Throughput is validated by a multi-region production-realistic harness (mandatory before any external claim). Pyde publishes no forward throughput number — the v1 honest throughput target is established only once the harness measures it under sustained, production-realistic conditions. Latency targets, by contrast, are concrete:

Modev1v2Aspirational
Plaintext throughput (commodity)awaiting harnessawaiting harnessawaiting harness
Encrypted throughput (commodity)awaiting harnessawaiting harnessawaiting harness
Median finality~500ms~400ms~300ms

The HotStuff Lesson: the pre-pivot implementation hit ~4K TPS in practice despite a higher claimed design target. Pyde now adopts the discipline of publishing only what the harness measures under sustained, production-realistic conditions — never lab extrapolations or microbenchmark peaks. No external TPS claim without harness evidence.

Reading Path

This book is the comprehensive technical reference.
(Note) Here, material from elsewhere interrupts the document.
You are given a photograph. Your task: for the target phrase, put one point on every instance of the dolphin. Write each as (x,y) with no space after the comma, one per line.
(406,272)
Different paths for different audiences:

For a researcher / cryptographer:

  1. Chapter 2: Architecture Overview
  2. Chapter 6: Consensus (Mysticeti DAG)
  3. Chapter 8: Cryptography
  4. Chapter 9: MEV Protection
  5. Companion: Whitepaper

For an implementer / contributor:

  1. Chapter 2: Architecture Overview
  2. Chapter 3: Execution Layer (WASM)
  3. Chapter 4: State Model
  4. Chapter 5: Otigen Toolchain
  5. Chapter 11: Account Model
  6. Chapter 12: Networking
  7. Companion: Architecture (Design Doc)
  8. Preface: The Pivot for context on architectural choices

For a validator operator:

  1. Chapter 6: Consensus
  2. Chapter 7: State Sync & Chain Halt
  3. Chapter 16: Security & Threat Model
  4. Companions: Validator Lifecycle, Slashing, Chain Halt & Recovery

For an investor / decision-maker:

  1. This Introduction
  2. Chapter 14: Tokenomics
  3. Chapter 19: Launch Strategy
  4. Companion: Tokenomics Detail

For someone doing security review / audit:

  1. Chapter 16: Security & Threat Model
  2. Chapter 6: Consensus (safety arguments)
  3. Chapter 8: Cryptography
  4. Companions: Threat Model, Failure Scenarios, Network Protocol, Performance Harness

License

Pyde is licensed under Apache-2.0. The full text lives in LICENSE at the root of each Pyde repository. The book content is licensed under CC BY-SA 4.0.

Status

Living document. Updated as the design evolves.